# Analyze the historical trends in automobile sales during recession periods

## Components of the report items

1. Yearly Automobile Sales Statistics
  - Yearly Average Automobile sales using line chart for the whole period.
  - For the chosen year provide,
    - Total Monthly Automobile sales using line chart.
    - Average Monthly Automobile sales of each vehicle type using bar chart.
    - Total Advertisement Expenditure for each vehicle using pie chart

2. Recession Period Statistics
  - Average Automobile sales using line chart for the Recession Period using line chart.
  - Average number of vehicles sold by vehicle type using bar chart
  - Total expenditure share by vehicle type during recession usssing pie chart
  - Effect of unemployment rate on vehicle type and sales using bar chart

## Dataset variables


- *Date*: The date of the observation.
- *Recession*: A binary variable indicating recession perion; 1 means it was recession, 0 means it was normal.
- *Automobile_Sales*: The number of vehicles sold during the period.
- *GDP*: The per capita GDP value in USD.
- *Unemployment_Rate*: The monthly unemployment rate.
- *Consumer_Confidence*: A synthetic index representing consumer confidence, which can impact consumer spending and automobile purchases.
- *Seasonality_Weight*: The weight representing the seasonality effect on automobile sales during the period.
- *Price*: The average vehicle price during the period.
- *Advertising_Expenditure*: The advertising expenditure of the company.
- *Vehicle_Type*: The type of vehicles sold; Supperminicar, Smallfamiliycar, Mediumfamilycar, Executivecar, Sports.
- *Competition*: The measure of competition in the market, such as the number of competitors or market share of major manufacturers.
- *Month*: Month of the observation extracted from Date.
- *Year*: Year of the observation extracted from Date.
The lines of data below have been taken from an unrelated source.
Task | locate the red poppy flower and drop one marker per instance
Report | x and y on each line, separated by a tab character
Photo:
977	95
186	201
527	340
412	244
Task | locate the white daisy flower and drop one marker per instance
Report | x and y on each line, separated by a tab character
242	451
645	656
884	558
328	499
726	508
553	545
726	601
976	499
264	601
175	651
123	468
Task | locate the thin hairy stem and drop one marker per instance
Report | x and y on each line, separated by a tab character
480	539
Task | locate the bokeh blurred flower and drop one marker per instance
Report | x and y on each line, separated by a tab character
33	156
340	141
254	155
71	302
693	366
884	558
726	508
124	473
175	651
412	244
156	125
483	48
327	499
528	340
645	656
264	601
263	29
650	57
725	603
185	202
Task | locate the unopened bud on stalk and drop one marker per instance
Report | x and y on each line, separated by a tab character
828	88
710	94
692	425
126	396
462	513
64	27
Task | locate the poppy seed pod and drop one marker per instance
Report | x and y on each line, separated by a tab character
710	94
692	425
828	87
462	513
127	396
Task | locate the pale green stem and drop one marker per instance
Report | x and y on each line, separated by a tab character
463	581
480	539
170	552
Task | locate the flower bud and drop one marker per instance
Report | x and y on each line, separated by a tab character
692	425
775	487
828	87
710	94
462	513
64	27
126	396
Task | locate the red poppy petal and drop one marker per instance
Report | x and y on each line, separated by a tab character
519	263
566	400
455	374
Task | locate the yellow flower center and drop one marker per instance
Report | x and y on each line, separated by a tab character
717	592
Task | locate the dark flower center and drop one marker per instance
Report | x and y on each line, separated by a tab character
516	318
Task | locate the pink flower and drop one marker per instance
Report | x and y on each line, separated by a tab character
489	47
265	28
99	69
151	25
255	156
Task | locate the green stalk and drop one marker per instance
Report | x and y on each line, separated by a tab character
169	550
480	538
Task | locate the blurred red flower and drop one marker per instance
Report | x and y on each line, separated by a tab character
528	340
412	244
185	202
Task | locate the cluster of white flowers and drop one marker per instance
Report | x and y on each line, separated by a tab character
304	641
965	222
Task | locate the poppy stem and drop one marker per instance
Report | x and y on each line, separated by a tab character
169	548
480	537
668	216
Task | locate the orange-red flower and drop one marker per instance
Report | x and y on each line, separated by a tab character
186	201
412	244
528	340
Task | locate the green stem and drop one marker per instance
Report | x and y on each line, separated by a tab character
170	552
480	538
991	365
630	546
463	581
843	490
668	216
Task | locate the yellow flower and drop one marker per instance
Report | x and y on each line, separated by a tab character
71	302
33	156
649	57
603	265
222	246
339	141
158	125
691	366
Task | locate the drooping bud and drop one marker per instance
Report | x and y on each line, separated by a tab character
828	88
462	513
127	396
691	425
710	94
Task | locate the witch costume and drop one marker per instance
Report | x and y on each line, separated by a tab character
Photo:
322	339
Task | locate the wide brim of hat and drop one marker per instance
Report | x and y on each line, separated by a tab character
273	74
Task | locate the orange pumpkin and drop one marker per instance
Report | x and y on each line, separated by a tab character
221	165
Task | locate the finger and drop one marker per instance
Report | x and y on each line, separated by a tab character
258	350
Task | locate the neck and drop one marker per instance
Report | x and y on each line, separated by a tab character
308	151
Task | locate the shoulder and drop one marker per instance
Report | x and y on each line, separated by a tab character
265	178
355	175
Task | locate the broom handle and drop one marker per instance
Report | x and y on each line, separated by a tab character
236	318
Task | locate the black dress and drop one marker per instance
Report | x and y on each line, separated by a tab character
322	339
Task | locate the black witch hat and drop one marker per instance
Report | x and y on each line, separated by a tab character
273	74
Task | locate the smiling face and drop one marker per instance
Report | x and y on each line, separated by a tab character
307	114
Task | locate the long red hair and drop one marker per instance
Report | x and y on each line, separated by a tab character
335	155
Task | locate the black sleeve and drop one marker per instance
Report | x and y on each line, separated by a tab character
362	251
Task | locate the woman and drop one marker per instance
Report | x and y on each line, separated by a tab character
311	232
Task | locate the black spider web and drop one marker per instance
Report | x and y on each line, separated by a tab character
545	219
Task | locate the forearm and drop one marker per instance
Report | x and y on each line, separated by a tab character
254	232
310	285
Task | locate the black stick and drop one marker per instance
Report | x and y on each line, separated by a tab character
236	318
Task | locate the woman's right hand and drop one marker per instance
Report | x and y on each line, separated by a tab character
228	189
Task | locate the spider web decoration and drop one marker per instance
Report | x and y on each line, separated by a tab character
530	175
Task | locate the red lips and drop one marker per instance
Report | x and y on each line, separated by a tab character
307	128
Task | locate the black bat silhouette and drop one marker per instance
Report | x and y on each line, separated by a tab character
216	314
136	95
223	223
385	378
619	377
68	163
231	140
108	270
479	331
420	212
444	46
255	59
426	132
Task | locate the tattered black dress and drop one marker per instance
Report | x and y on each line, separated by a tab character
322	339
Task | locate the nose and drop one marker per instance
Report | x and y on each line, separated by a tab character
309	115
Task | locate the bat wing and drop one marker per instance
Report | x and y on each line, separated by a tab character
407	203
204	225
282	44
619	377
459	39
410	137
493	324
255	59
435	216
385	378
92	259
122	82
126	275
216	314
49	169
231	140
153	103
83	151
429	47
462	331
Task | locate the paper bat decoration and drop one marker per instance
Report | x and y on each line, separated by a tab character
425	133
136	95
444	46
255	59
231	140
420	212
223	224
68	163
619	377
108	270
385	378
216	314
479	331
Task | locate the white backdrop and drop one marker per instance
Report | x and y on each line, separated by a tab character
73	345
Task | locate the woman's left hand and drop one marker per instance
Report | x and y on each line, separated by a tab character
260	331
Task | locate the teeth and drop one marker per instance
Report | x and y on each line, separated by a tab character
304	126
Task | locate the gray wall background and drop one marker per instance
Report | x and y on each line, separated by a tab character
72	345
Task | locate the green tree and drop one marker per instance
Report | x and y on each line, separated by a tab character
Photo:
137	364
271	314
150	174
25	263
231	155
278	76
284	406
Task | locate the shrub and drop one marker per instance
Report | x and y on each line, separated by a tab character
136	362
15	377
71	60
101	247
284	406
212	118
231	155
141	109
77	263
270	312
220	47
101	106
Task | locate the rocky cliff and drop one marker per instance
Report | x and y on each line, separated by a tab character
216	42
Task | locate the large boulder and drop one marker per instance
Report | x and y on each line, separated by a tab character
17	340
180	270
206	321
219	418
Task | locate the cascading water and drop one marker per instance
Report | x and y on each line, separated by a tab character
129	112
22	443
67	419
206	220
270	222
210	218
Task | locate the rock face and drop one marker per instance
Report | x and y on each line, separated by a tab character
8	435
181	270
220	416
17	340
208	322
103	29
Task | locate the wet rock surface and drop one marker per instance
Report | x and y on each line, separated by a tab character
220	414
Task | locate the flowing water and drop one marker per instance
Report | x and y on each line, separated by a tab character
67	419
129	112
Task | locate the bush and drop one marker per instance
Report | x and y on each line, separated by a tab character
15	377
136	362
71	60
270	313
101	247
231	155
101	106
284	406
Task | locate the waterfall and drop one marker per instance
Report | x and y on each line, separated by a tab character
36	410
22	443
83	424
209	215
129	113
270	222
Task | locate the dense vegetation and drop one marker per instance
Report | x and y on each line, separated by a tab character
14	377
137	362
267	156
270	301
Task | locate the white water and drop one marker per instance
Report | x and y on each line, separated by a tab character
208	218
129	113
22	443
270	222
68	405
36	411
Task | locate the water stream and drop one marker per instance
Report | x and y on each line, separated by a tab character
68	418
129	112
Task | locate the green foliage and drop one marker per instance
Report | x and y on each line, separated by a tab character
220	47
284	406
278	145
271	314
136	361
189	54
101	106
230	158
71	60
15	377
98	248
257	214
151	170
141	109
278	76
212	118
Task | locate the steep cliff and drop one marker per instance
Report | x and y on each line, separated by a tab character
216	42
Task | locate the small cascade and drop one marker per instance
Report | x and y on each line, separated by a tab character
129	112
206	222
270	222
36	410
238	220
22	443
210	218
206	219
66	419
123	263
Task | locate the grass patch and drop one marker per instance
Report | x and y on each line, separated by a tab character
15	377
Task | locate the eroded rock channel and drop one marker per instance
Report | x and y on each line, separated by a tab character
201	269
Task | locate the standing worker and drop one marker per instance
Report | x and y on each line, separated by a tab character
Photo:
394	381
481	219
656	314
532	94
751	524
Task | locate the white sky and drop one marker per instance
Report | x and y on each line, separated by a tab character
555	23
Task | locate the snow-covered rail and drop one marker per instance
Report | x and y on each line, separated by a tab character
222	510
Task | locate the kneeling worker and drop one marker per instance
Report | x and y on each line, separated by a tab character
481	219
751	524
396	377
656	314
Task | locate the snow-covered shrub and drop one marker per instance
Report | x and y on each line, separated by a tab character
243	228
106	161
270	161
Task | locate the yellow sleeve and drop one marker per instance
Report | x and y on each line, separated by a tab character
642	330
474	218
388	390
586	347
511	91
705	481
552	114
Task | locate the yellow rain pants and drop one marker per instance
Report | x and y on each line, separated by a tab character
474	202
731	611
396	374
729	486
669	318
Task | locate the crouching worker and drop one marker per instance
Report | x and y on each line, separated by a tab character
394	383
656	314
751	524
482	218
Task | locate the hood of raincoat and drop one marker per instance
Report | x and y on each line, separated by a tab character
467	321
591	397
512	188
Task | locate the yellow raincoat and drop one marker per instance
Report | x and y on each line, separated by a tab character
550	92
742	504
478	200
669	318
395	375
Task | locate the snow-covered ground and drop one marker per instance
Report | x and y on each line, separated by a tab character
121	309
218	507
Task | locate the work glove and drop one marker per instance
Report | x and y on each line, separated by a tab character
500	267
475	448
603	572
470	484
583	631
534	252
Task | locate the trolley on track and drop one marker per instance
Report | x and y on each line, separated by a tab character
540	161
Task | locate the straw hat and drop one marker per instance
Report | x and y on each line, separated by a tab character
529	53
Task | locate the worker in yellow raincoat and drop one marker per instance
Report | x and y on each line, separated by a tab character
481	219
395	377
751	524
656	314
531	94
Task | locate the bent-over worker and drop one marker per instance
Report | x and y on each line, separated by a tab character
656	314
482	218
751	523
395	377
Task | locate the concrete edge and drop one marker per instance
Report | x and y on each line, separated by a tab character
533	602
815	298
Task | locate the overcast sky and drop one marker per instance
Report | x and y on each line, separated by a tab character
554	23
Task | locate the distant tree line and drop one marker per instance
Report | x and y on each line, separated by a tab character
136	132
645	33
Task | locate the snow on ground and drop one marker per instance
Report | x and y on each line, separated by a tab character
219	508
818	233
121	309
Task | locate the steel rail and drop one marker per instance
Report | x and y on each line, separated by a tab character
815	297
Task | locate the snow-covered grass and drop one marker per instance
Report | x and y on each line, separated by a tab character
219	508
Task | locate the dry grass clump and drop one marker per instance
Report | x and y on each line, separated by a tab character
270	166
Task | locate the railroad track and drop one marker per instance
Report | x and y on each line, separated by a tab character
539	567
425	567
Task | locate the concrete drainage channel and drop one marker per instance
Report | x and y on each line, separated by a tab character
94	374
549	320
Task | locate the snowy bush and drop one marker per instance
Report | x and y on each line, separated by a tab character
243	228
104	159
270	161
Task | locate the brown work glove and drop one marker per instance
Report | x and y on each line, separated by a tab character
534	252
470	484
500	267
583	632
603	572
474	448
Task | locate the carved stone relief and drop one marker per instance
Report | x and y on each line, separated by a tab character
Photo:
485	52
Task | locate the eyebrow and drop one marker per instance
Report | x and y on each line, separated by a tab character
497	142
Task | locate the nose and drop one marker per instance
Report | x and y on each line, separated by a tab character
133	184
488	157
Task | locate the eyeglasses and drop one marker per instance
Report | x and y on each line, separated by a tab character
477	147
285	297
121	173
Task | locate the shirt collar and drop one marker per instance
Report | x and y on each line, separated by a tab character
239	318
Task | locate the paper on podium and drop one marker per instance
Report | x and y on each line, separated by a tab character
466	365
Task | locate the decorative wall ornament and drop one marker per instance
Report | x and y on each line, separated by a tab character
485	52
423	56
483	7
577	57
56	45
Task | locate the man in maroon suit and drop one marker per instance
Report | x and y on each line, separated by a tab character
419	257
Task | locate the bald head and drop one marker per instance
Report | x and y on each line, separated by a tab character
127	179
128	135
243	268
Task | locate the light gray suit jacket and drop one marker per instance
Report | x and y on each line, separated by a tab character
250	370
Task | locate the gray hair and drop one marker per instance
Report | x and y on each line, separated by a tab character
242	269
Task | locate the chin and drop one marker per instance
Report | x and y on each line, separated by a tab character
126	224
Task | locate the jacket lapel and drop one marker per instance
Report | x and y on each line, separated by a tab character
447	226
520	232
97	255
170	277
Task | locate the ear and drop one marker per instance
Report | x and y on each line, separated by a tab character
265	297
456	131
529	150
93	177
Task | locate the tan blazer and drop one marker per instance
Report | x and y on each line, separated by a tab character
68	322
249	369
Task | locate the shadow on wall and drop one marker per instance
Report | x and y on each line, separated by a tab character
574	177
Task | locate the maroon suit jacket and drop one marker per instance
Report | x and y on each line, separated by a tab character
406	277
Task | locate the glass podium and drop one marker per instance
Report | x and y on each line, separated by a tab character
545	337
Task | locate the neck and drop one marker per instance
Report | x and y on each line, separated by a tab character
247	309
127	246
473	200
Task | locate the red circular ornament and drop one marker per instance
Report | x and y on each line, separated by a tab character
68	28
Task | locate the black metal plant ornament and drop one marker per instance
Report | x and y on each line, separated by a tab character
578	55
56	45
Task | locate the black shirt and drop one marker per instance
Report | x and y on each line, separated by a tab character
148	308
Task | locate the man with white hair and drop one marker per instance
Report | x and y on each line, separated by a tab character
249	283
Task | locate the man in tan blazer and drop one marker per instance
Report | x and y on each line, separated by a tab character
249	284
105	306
## Requirements to create the expected Dashboard

- Two dropdown menus: For choosing report type and year
- Each dropdown will be designed in a division
  - The second dropdown (for selecting the year) should be enabled only if when the user selects “Yearly Statistics report” from the previous dropdown, else it should be disabled only. - The second dropdown (for selecting the year) should be enabled only if when the user selects “Yearly Statistics report” from the previous dropdown, else it should be disabled only.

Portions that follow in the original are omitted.